İşte bu “ruhsuzluk”larından dolayıdır ki, “özelleştirme”lerden hep gıcık kapmışımdır!..
Çünkü, “özelleştirme ihaleleri”ni alan “holding patronları”nda ne “ruh” vardır, ne “vicdan” ve ne de “manevi duyarlılık!”
Onlar, sadece “kazanacakları para”ya bakarlar!.. “Ezanlar susmuş, cemaat mum ışığında namaz kılmış” kimin umurunda?..
Oysa, biliyorum ki;
Camilerde alınan “abdest”in suyu da paralıdır... Ama, “belediyeler” ne yapar?.. Kullanılan suya “sembolik bir fiyat” koyarlar ve bu da hiç sıkıntı vermez!..
Ama, “elektrik şirketleri”nde böyle bir anlayış yok... Diyorlar ki; “Ya borcunu öde, ya da keserim elektriğini!”
Halbuki, onlar da “sembolik bir ücret” alabilir!.. Hatta; “malı-mülkü, kiralık dükkânı olmayan” camilerden, hiç para almazlar ve halkla bütünleşirler!..
Peki, onlar ne yapıyor?..
“Ev”lerde yanan elektriğe hangi tarifeyi uyguluyorlarsa, “cami”lerden de aynı parayı alıyorlar!..
Uzun lâfı kısası;
“Alevi çalıştayları” yapıp, “Alevilerin ve cemevlerinin sorunları”na çözüm arayan Hükümet ve Diyanet, “camilerin sorunları”na da el atmalı ve “camileri ışıksız, minareleri ezansız” bırakmayacak bir çözüm bulmalıdır!..
Hiç olmazsa, “hiçbir geliri olmayan camiler” konusunda bir an önce çözüm bulmalı ki, mabedlerimiz “elektriksiz” kalmasın!..
ŞİMDİ DE OKULLARIN ELEKTRİĞİ!
Sadece “camiler” değil, “okullar” da elektriksiz kalmasın... Çünkü, daha yeni öğrendim ki, İstanbul’da da “bazı okullar”ın elektriği kesilmiş, bazılarına da “uyarı” yapılmış!..
Evet, “borçlarından” dolayı!..
Meselâ; 17 bin TL borcu bulunan Celal Yardımcı İlköğretim Okulu’nun elektriği kesilmiş!..
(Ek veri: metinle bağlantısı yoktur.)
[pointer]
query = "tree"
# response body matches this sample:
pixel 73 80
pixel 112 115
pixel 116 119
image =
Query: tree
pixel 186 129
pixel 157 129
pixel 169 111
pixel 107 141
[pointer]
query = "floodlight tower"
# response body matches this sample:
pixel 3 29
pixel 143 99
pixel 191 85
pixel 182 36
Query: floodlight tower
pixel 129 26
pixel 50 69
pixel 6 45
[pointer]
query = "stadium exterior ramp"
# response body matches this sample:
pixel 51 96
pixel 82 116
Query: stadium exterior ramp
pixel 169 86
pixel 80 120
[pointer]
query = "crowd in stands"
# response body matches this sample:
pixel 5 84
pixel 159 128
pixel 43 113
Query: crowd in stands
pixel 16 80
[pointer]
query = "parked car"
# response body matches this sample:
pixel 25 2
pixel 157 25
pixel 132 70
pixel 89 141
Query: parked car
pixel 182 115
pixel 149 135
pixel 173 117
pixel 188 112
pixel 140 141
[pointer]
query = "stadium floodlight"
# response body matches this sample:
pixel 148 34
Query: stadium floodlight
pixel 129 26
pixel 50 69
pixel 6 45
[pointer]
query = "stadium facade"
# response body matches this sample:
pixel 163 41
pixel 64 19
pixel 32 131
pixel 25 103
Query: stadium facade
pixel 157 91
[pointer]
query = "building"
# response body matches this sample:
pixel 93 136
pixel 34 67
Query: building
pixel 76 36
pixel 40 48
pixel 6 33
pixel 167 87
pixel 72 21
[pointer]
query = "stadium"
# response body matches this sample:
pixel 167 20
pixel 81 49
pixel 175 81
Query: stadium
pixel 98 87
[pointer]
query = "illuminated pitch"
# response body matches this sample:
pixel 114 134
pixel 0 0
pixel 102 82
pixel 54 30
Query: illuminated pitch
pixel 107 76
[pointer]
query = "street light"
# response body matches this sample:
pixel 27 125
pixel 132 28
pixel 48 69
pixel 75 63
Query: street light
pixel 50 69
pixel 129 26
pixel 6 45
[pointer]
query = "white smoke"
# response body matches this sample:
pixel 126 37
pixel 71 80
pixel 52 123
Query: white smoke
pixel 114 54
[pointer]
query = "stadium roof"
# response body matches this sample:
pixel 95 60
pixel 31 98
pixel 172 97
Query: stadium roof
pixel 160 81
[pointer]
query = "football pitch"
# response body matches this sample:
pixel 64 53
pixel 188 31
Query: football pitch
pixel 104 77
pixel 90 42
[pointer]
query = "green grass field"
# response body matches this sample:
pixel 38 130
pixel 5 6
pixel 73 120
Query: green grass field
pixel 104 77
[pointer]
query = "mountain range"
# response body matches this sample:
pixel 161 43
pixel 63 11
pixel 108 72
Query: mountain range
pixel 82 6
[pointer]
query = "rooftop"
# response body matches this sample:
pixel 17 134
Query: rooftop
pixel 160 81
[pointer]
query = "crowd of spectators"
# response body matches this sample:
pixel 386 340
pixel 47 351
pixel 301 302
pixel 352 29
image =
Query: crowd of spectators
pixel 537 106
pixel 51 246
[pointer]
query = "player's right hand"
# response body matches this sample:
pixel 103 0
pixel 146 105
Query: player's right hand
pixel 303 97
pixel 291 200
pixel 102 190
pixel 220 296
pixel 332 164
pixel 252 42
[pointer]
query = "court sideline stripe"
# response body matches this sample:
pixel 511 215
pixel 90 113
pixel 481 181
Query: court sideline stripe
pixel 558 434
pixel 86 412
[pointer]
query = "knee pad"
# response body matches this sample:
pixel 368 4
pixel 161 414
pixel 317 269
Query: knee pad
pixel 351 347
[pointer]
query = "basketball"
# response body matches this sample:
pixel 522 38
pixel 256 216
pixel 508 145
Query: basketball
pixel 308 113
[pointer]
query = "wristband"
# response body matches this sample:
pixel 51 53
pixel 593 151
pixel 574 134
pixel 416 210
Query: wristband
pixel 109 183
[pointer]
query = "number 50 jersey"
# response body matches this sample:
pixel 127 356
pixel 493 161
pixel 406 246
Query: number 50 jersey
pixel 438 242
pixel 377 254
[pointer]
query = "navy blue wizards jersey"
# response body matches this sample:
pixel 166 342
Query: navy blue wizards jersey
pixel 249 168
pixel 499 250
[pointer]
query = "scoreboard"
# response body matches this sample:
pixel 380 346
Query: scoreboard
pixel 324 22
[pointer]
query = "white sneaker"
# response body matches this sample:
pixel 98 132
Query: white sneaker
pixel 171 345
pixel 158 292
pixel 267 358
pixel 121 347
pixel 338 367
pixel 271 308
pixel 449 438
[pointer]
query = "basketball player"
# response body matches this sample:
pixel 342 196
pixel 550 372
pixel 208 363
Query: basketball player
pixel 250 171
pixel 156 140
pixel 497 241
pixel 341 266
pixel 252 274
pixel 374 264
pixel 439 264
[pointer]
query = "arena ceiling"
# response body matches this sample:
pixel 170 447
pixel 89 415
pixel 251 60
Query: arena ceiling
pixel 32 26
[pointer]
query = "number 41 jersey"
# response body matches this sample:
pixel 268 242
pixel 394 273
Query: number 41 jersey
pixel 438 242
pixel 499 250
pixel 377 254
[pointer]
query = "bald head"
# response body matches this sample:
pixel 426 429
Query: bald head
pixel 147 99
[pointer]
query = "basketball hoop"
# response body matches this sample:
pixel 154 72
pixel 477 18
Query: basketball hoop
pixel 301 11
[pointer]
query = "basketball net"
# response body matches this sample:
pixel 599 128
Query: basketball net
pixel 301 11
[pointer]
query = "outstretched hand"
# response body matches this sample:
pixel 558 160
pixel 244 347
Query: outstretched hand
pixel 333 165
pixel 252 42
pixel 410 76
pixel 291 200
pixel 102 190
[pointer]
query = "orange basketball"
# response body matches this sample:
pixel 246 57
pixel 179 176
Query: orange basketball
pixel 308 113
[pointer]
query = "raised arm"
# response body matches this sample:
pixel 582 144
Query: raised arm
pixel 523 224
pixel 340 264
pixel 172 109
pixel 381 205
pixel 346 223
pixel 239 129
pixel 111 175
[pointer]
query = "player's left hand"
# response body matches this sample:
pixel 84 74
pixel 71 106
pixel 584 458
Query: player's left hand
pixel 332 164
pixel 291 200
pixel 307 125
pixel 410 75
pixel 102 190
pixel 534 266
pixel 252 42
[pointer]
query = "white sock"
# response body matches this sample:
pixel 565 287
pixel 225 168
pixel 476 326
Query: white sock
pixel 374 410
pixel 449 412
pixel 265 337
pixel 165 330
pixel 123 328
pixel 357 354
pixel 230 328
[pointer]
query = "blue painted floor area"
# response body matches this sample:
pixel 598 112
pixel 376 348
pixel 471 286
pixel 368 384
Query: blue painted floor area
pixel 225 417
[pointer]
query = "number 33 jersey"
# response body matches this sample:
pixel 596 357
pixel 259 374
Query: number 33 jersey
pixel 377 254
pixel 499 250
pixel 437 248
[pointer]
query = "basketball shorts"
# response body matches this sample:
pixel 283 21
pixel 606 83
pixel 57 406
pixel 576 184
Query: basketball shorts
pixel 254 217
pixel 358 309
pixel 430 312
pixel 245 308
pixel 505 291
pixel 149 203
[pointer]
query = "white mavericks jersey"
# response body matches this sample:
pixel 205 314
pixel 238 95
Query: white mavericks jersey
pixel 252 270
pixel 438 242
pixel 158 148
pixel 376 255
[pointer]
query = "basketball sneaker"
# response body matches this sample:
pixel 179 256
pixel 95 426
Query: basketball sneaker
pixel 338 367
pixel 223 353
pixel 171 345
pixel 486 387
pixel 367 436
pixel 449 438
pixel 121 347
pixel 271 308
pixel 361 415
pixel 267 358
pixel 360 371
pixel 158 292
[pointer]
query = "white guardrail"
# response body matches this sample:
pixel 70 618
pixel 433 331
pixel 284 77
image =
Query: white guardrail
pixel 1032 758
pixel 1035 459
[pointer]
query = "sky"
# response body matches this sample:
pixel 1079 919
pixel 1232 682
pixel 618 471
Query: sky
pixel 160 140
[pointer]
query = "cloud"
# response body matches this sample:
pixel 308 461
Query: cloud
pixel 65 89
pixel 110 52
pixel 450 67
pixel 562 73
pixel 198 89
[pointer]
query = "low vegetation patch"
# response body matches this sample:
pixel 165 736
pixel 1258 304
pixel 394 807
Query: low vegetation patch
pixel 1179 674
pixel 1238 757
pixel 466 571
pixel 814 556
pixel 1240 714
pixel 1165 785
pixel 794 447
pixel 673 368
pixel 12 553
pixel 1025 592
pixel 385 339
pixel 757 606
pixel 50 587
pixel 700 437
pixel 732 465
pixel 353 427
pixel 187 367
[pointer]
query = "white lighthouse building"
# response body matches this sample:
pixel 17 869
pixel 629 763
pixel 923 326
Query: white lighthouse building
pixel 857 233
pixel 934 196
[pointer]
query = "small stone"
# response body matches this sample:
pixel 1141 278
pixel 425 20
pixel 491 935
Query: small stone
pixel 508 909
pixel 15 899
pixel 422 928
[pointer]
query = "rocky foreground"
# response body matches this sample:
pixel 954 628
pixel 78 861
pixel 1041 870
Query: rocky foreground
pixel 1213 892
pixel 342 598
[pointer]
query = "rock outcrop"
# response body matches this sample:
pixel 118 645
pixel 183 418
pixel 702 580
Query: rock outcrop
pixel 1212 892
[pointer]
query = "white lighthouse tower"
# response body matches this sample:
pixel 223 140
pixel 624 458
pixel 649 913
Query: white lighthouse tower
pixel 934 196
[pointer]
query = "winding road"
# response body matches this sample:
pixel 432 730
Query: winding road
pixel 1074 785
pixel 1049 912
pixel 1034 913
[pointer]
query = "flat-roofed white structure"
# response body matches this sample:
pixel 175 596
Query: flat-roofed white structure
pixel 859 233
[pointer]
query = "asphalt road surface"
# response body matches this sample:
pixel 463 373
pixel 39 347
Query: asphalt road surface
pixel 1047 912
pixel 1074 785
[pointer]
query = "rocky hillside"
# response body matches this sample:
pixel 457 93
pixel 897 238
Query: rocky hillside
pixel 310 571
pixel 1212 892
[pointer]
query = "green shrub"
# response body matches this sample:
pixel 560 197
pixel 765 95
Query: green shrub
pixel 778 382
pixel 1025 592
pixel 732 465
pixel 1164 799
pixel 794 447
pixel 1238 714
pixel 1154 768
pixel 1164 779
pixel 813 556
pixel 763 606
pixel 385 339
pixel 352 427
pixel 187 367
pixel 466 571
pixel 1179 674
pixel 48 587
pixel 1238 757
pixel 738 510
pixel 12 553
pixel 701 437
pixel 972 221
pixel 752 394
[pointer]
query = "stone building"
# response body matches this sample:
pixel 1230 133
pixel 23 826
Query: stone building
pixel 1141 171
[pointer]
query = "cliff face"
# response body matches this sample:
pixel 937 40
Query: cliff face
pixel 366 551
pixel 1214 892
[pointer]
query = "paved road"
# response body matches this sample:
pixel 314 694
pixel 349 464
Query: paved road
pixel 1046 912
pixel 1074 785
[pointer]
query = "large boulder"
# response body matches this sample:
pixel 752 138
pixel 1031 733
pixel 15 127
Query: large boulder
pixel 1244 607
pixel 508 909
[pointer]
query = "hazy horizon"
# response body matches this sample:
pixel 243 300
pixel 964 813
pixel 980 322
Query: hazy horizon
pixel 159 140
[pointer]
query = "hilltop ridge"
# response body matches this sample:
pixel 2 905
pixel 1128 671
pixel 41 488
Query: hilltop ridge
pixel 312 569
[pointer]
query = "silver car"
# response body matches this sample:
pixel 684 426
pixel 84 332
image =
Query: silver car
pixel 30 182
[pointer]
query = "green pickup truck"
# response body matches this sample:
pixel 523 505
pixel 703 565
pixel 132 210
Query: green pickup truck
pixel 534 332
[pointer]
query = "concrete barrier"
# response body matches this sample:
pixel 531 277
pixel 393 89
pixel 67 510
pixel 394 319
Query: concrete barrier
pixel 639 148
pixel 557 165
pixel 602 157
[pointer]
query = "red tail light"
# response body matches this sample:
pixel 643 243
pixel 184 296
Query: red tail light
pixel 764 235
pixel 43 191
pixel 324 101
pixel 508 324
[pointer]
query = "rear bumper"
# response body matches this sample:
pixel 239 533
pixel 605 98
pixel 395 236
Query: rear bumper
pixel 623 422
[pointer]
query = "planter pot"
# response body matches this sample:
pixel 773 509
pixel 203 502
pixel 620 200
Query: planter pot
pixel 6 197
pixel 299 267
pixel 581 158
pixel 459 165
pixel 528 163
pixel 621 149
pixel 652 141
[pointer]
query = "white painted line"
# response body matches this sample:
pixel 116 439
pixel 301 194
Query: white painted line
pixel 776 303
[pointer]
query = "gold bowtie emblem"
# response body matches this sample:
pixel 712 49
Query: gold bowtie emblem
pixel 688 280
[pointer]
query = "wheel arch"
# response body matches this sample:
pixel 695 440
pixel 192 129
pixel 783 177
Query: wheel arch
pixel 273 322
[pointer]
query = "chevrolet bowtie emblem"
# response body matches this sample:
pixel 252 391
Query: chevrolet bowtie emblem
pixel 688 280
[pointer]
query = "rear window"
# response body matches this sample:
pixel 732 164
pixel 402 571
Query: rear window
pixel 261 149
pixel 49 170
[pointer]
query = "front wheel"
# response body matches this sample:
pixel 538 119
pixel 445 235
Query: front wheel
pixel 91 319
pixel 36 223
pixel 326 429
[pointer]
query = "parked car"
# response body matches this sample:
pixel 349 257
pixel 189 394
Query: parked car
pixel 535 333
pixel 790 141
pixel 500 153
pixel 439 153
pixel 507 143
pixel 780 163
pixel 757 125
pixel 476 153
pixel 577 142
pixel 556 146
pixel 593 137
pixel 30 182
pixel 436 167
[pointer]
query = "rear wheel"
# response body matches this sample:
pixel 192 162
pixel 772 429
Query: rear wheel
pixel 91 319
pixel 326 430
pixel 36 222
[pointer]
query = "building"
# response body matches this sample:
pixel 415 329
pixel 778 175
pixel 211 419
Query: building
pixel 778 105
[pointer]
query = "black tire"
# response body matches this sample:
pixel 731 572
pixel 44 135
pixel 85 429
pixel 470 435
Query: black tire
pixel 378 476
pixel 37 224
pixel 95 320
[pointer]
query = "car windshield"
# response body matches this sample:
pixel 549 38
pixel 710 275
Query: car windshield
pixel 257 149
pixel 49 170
Ata İlköğretim Okulu’nun 3 bin 200 TL, Fahriye Vandemir İlköğretim Okulu’nun bin 400 TL, Leman Ana İlköğretim Okulu’nun 8 bin TL, Yahya Kemal İlköğretim Okulu’nun 4 bin 500 TL, Nuriye Ak Anaokulu’nun 15 bin TL, Hasan Leyli İlköğretim Okulu’nun da 15 bin TL fatura borcu varmış ve kendilerine “Borcunuzu ödemezseniz, elektriğiniz kesilecek” uyarısı yapılmış!..
Biraz önce söyledim;
Özellikle de “gelirleri olmayan cami ve okullar”a biraz daha tolerans gösterilmeli, onlar için ya “sembolik bir ücret” tahakkuk ettirilmeli, ya da hiç ücret alınmamalıdır!..
Çünkü, her şey “para” demek değildir!..
Bu insanlar; öyle veya böyle “vergi” veriyorlar, üretime “katkı” sağlıyorlar... Ne olacak yani; “cami”lerden ve “okul”lardan da “elektrik, su, doğalgaz” parası alınmayıversin!..
Tabiî, “özel okullar” hariç!..
Öyle inanıyorum ki;
Hükümet, Diyanet ve MEB, bu seslere kulak verecek ve gereğini yapacaktır!..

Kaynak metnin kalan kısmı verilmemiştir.